Can the floating-point status flag FE_UNDERFLOW set when the result is not sub-normal?

Question

While investigating floating-point exception status flags, I came across the curious case of a status flag FE_UNDERFLOW set when not expected.

This is similar to When does underflow occur? yet goes into a corner case that may be a C specification issue or FP hardware defect.

// pseudo code
//                       s bias_expo implied "mantissa"
w = smallest_normal;  // 0 000...001 (1)     000...000
x = w * 2;            // 0 000...010 (1)     000...000
y = next_smaller(x);  // 0 000...001 (1)     111...111
round_mode(FE_TONEAREST);
clear_status_flags();
z = y/2;              // 0 000...001 (1)     000...000

FE_UNDERFLOW is set!?

I did not expect FE_UNDERFLOW to be set as z above is normal, not a sub-normal.
I expect FE_UNDERFLOW when the result of an earlier floating-point operation was subnormal with a loss of precision.
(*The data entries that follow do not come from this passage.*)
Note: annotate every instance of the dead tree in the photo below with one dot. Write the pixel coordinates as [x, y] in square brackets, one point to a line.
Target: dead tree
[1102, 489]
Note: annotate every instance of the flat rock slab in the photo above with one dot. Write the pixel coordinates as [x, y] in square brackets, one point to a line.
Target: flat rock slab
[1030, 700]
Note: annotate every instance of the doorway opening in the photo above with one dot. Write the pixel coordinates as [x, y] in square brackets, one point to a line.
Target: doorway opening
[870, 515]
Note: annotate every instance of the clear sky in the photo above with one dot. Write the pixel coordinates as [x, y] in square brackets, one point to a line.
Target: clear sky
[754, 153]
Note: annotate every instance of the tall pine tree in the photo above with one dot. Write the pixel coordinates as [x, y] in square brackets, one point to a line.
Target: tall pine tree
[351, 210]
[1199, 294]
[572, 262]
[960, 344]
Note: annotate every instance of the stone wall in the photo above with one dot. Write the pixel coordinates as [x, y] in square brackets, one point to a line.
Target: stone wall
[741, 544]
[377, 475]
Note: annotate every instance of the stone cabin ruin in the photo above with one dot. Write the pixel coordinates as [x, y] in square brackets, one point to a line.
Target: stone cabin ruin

In this case there is a loss of precision.

I tried this with my float and long double and had the same result.

After much investigation, I noted that __STDC_IEC_559__ is not defined.

Questions

If __STDC_IEC_559__ is defined, what is the correct state of underflow in this case?
With lack of a defined __STDC_IEC_559__ am I stuck with "Implementations that do not define __STDC_IEC_559__ are not required to conform to these specifications." C11 or is there some C specification that indicates this result is incorrect?
Since this is certainly a result of my hardware (processor), your result may differ and that would be interesting to know.

Follows is some test code that demos this. At first I suspected it is because FLT_EVAL_METHOD = 2 on my machine, yet then I tried similar code with long double and the same result.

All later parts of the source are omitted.